One example of that is the home’s stone masonry. “Hundreds of years ago people went to the nearest quarry and just got what was available,” John notes. “Monte and I went to the nearest quarry, which is in Ste. Genevieve. We did not concern ourselves with what it was going to be because all stone is natural and natural is beautiful.”
For the mortar “we brush it instead of striking the mortar,” says Monte, explaining that ‘striking’ the mortar results in a smooth, sleek look, the opposite of what the Vellas desired. “If you stand back and look at the mortar of our house, it looks rough, which makes it look very, very old,” says John. “That’s what we wanted.”

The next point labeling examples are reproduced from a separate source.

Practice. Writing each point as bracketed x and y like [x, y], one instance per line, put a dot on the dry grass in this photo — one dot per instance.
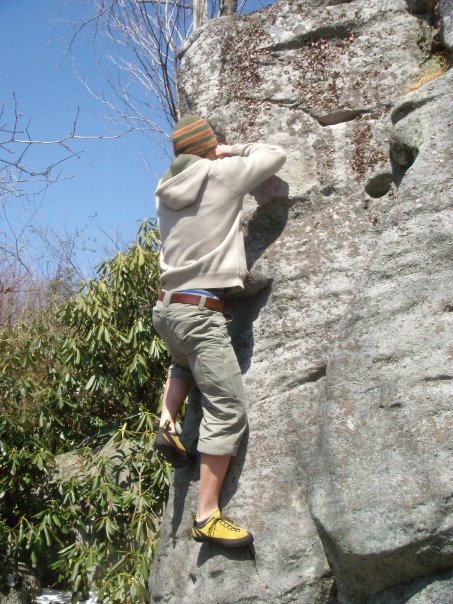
[434, 71]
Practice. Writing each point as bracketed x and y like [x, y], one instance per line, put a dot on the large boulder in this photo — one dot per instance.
[381, 491]
[323, 79]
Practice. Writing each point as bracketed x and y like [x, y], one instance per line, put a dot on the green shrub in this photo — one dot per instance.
[86, 377]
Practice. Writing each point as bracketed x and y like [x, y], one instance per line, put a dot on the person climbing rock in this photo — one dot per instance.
[199, 202]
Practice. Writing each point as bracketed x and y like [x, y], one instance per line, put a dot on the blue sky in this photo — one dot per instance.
[108, 191]
[110, 185]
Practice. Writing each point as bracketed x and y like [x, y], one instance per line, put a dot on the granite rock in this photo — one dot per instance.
[328, 81]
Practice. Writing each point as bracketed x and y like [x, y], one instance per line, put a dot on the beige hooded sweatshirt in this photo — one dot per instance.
[199, 214]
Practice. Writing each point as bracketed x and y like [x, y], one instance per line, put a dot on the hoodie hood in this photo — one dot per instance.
[181, 184]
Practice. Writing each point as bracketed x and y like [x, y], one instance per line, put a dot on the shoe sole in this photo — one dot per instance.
[231, 543]
[176, 457]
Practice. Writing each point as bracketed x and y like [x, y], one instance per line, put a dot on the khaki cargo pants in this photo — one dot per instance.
[198, 341]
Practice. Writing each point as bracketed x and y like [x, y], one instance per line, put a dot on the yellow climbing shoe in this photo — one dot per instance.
[170, 447]
[222, 530]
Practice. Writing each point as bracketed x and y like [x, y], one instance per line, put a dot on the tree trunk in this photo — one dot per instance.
[227, 7]
[200, 13]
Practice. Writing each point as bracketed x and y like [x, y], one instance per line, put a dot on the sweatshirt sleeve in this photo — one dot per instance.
[250, 164]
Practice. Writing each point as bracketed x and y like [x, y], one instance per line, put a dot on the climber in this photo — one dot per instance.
[199, 202]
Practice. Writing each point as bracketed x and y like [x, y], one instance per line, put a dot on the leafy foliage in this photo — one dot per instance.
[81, 490]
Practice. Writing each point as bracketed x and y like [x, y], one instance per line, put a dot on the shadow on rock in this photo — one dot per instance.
[210, 550]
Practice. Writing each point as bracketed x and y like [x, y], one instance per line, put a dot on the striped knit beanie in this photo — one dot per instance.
[193, 135]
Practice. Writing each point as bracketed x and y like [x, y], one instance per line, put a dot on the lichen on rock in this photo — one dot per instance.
[344, 332]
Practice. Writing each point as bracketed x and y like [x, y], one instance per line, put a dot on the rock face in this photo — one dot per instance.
[344, 334]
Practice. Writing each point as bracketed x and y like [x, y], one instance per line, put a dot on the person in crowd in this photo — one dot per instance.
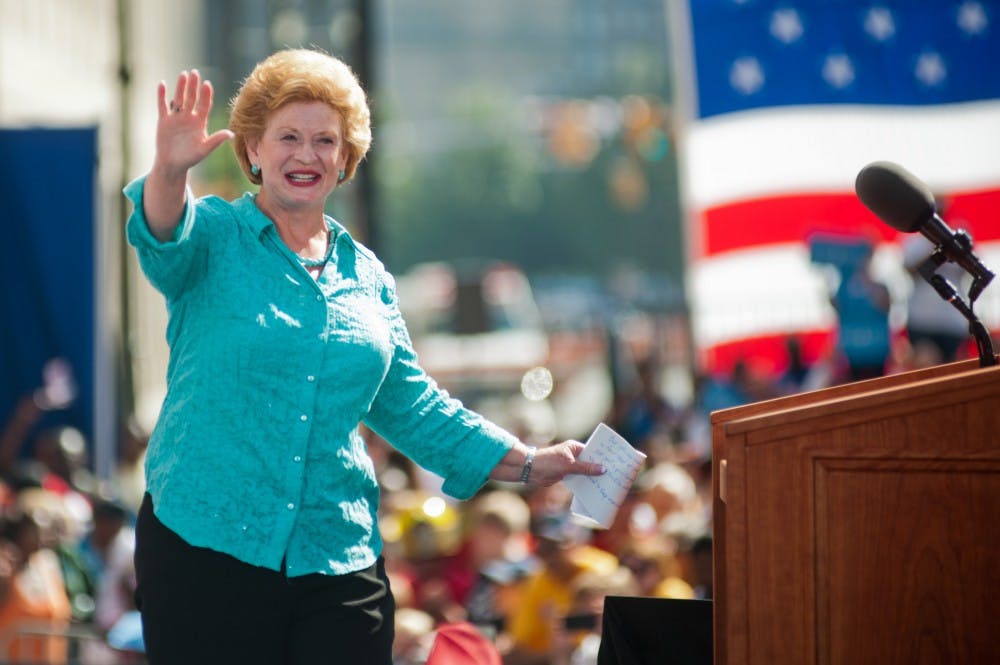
[934, 328]
[862, 303]
[652, 559]
[35, 610]
[564, 553]
[577, 636]
[258, 539]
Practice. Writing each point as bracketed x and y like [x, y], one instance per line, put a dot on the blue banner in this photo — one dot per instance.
[47, 303]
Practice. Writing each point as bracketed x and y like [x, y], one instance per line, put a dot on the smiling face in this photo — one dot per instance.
[300, 155]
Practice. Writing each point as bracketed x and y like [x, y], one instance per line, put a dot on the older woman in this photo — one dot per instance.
[257, 541]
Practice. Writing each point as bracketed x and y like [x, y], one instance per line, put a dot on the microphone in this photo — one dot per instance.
[902, 201]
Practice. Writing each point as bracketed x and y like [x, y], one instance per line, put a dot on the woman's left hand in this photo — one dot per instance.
[555, 462]
[550, 464]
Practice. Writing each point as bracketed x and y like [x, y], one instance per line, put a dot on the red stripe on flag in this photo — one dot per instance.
[767, 355]
[794, 218]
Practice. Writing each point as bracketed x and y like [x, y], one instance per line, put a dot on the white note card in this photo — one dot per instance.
[596, 499]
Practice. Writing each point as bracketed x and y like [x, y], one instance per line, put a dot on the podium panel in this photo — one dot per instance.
[859, 524]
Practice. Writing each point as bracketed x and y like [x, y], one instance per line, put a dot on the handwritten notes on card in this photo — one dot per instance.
[596, 499]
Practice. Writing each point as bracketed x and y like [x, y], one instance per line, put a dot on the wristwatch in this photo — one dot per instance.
[528, 461]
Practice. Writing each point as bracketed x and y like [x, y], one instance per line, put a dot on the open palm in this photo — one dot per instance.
[182, 138]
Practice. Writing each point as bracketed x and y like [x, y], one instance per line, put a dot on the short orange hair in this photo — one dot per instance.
[300, 75]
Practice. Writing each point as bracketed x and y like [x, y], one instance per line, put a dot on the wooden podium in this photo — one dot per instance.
[861, 523]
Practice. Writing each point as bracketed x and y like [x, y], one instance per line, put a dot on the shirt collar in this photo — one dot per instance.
[259, 222]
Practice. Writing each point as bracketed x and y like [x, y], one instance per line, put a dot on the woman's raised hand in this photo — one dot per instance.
[182, 138]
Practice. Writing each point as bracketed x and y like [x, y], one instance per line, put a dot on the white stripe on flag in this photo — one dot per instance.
[816, 149]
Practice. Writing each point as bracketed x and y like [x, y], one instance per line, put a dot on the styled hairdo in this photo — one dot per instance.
[300, 75]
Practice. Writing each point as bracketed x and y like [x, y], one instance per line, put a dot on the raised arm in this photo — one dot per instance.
[182, 140]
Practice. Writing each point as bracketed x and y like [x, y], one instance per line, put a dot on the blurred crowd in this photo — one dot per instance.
[508, 578]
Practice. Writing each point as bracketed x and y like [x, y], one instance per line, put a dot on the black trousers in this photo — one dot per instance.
[199, 606]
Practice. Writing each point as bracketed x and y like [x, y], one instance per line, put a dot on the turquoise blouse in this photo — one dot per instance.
[256, 452]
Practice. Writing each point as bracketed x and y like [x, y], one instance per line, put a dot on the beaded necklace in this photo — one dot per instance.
[321, 262]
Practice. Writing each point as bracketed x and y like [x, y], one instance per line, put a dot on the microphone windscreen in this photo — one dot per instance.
[895, 195]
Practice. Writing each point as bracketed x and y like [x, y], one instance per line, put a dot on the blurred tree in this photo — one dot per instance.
[567, 198]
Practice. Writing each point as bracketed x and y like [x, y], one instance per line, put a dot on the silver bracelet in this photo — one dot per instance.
[528, 461]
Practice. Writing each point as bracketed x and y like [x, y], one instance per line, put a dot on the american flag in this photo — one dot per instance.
[781, 105]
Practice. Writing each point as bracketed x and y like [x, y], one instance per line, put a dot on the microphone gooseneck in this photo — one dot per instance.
[905, 203]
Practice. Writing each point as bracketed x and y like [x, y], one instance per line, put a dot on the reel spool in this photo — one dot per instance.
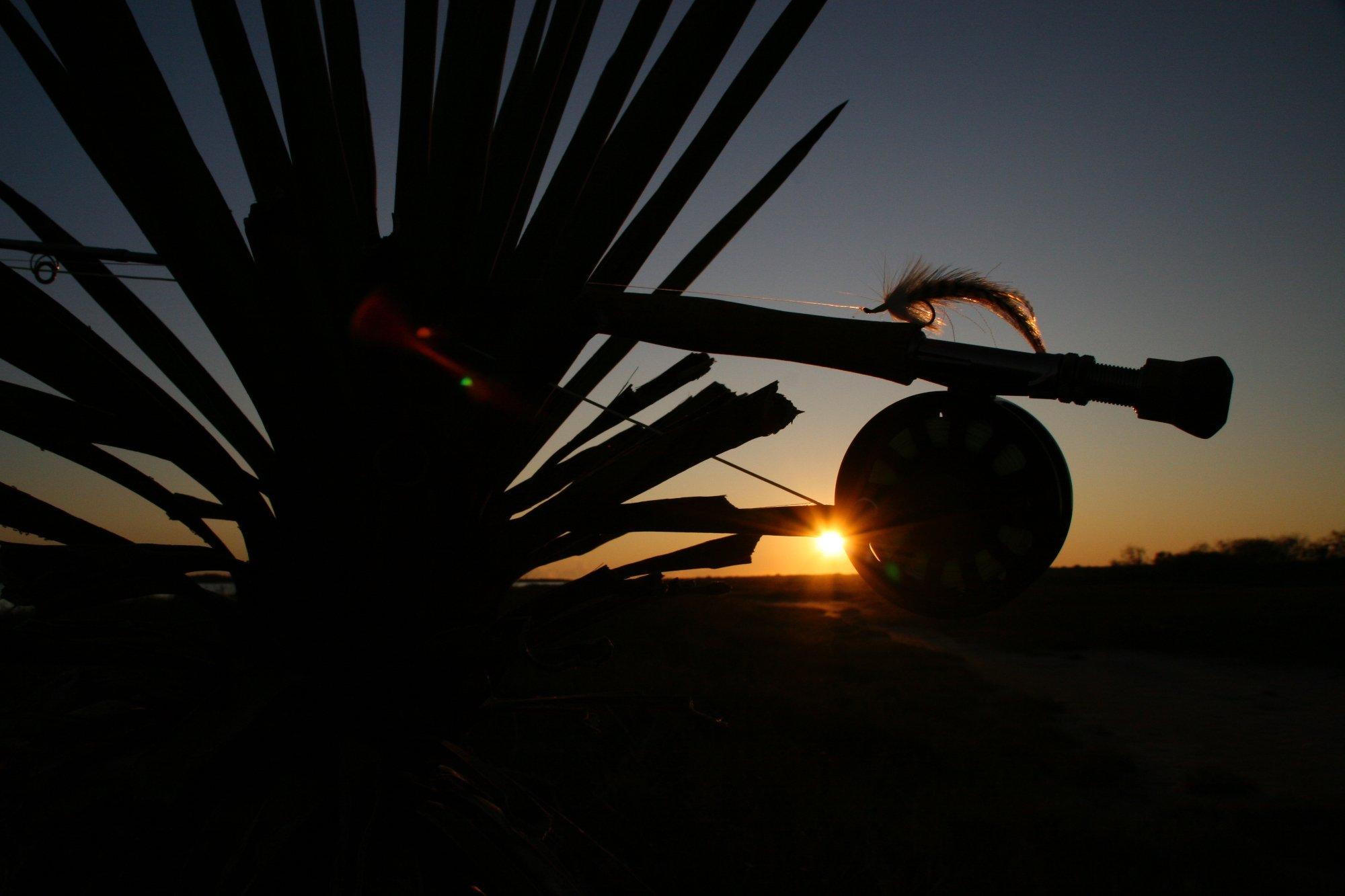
[956, 502]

Coming in the front door, a visitor is struck by the free-floating curving staircase and the open flow of the formal dining area, kitchen and living room. The formal dining area is defined by what could be labeled a pergola, an ideation of architect Michael Abraham. John relates that his father’s family had a barn-like structure next to the house in Malta. “It had a flat roof with a bunch of straw up there,” John says of the building. “That’s where my father slept at night with his two brothers. To me, this is a reflection of that.”

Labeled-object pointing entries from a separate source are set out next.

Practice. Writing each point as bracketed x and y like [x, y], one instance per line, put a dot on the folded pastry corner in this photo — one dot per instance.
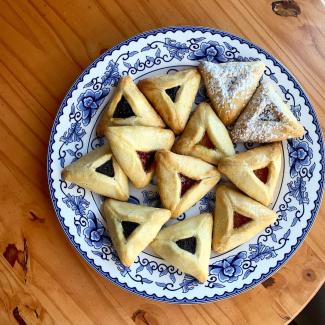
[237, 219]
[128, 106]
[255, 172]
[98, 171]
[172, 95]
[183, 180]
[132, 227]
[205, 137]
[230, 86]
[134, 148]
[266, 119]
[187, 245]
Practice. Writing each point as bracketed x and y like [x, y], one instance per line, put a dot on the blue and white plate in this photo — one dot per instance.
[154, 53]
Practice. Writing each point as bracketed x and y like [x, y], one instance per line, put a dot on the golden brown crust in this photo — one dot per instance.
[175, 114]
[229, 201]
[266, 119]
[126, 141]
[196, 264]
[230, 86]
[145, 115]
[205, 121]
[83, 173]
[240, 170]
[150, 221]
[169, 166]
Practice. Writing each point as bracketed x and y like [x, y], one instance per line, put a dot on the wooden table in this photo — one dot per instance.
[44, 45]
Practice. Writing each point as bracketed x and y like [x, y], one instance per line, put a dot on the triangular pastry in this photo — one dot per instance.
[230, 86]
[128, 106]
[132, 227]
[187, 245]
[256, 172]
[205, 137]
[98, 171]
[183, 180]
[237, 219]
[172, 96]
[134, 148]
[266, 119]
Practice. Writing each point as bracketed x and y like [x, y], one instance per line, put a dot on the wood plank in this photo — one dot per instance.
[44, 46]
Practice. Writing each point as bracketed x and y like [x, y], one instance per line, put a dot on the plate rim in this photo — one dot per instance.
[263, 276]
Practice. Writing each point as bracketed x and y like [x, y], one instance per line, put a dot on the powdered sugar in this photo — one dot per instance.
[263, 118]
[231, 85]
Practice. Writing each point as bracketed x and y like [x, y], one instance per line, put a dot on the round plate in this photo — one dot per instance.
[164, 51]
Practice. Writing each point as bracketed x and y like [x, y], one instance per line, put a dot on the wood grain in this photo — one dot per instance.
[44, 45]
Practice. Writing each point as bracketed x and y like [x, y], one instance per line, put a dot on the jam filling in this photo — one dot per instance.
[128, 228]
[186, 183]
[188, 244]
[206, 141]
[262, 174]
[123, 109]
[106, 168]
[240, 220]
[172, 92]
[147, 160]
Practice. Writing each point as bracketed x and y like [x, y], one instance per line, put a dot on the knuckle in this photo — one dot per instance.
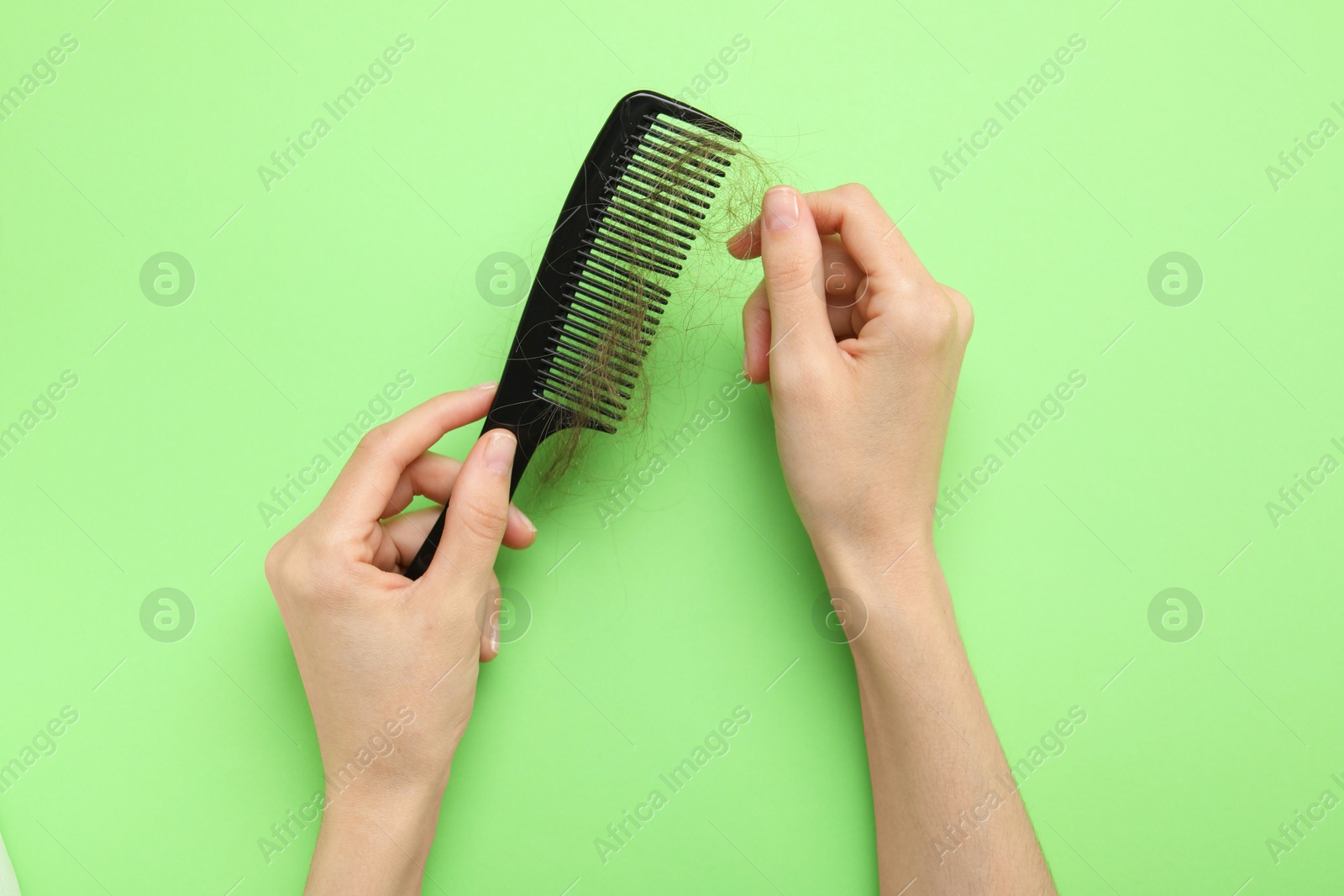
[790, 271]
[927, 322]
[486, 519]
[373, 443]
[797, 374]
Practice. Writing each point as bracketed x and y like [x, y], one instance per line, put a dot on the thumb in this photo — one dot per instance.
[790, 254]
[477, 513]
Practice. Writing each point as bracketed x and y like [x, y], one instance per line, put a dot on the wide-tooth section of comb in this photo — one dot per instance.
[640, 234]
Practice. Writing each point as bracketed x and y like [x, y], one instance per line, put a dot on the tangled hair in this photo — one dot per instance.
[649, 296]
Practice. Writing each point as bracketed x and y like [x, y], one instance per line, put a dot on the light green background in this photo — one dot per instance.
[360, 264]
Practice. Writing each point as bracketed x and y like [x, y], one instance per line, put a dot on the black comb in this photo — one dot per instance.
[617, 230]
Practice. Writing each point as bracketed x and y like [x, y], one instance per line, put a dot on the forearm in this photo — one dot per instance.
[374, 844]
[947, 809]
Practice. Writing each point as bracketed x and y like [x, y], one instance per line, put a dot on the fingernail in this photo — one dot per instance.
[499, 452]
[781, 208]
[522, 517]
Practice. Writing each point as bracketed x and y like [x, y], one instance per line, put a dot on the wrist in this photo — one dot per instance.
[375, 840]
[889, 600]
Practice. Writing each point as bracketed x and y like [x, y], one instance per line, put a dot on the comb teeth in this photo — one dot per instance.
[643, 224]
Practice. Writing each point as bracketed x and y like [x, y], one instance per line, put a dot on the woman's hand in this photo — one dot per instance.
[862, 348]
[389, 664]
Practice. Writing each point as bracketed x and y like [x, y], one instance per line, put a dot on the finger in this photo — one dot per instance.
[477, 513]
[407, 532]
[491, 607]
[491, 637]
[847, 289]
[790, 255]
[756, 335]
[433, 476]
[965, 313]
[853, 212]
[366, 483]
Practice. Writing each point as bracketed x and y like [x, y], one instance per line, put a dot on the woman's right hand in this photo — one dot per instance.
[860, 348]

A furniture-like entertaining island topped with Brazilian quartzite serves as a transition from the formal dining area into the kitchen workspaces. A large island near the range is topped with stainless steel and features a massive, freestanding butcher block at one end. “My father was a butcher,” John explains. “I grew up in a world of stainless steel counters and maple butcher blocks.” Along the perimeter, the bottom sills of three large windows drop below the countertop. This, too, nods to bygone eras. “Hundreds of years ago, they didn’t have built-in cabinets the way we do today,” John says. “They brought furniture in and pushed it up against the wall.”
The fireplaces in the living room and in John’s first-floor study are wood-burning. As John notes, “there were no prefab fireplaces hundreds of years ago.” Flooring throughout the main floor is 2-inch-wide white oak, a species used for centuries in building homes and making furniture. Trim boards obtained from Burkart’s Woodworks were used for baseboard in the Vella home, Monte says. “They do a lot of restoration and had some trim boards that were period correct because they work with so many old homes in the city,” he explains.

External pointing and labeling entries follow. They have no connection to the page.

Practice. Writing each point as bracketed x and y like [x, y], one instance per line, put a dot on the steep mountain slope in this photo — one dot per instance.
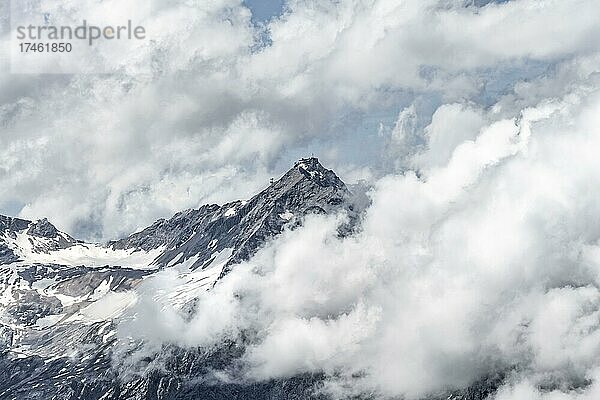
[243, 226]
[62, 299]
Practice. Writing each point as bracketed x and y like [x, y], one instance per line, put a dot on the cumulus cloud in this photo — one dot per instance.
[218, 106]
[480, 251]
[486, 263]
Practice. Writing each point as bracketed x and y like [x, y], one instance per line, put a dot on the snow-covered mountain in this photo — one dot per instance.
[61, 299]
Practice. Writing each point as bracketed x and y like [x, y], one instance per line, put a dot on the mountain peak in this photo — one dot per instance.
[310, 169]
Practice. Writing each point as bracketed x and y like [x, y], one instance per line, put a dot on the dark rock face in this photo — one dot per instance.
[244, 226]
[50, 238]
[49, 351]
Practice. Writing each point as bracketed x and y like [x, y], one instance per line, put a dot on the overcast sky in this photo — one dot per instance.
[477, 123]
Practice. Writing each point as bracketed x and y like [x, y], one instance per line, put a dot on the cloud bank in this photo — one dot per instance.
[480, 252]
[486, 262]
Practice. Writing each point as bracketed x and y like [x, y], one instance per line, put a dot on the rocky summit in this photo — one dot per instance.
[61, 299]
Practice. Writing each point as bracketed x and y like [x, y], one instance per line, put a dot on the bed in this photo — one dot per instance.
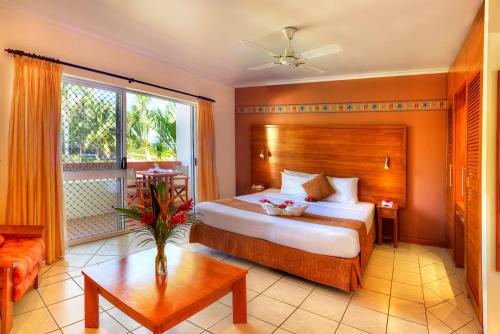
[325, 254]
[332, 255]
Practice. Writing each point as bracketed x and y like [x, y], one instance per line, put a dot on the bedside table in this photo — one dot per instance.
[384, 212]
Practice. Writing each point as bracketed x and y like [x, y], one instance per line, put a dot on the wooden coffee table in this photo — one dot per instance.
[193, 282]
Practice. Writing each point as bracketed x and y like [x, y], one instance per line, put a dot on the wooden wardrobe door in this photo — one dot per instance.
[450, 194]
[473, 194]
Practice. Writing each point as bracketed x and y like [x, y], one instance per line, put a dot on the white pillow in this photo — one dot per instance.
[291, 172]
[346, 190]
[292, 184]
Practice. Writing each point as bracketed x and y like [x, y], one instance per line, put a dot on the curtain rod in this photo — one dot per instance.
[130, 80]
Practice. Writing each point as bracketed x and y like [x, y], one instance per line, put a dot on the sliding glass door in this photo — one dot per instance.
[109, 135]
[91, 132]
[159, 132]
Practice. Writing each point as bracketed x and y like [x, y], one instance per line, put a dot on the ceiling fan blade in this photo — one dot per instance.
[260, 48]
[263, 66]
[314, 68]
[322, 51]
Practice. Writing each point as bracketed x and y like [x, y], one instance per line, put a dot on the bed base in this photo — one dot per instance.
[345, 274]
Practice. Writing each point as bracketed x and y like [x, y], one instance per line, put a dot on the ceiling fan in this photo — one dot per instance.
[289, 57]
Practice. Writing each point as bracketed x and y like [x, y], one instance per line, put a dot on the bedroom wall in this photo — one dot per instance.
[423, 221]
[491, 218]
[34, 34]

The design in John’s study pays tribute to nature in addition to his personal heritage. A metal sunburst chandelier features a butterfly motif. The artwork, duck decoys and other artifacts depicting wildlife were obtained decades ago from artists Jim Foote and Tom Shumate, both former neighbors in Michigan. John’s desktop features a slice of chestnut tree that appears to float atop a bed of Lake Michigan pebbles. It was also created by a Michigan artist.
The narrow lot necessitated the placement of the primary bedroom on the second floor. “Putting the primary upstairs and installing an elevator gave us the entire first floor for living space,” Theresa mentions. Instead of building out a third bedroom on the second floor, the couple opted to turn the space into a library/television area for just the two of them. This room also features a mini kitchen, with a coffee station, microwave, refrigerator and freezer drawers, so that if either of them is ill, they can function entirely on the second floor. “This was all part of our thought of aging in place,” she notes. In addition, the home is equipped with the latest technology including energy efficiency, audiovisual security and surveillance.
“They spent a lot of time searching for ideas and thinking about how they wanted things,” Monte adds. Those reflections of both history and heritage resulted in a quality-crafted, bespoke home that fits the community. Where it belongs.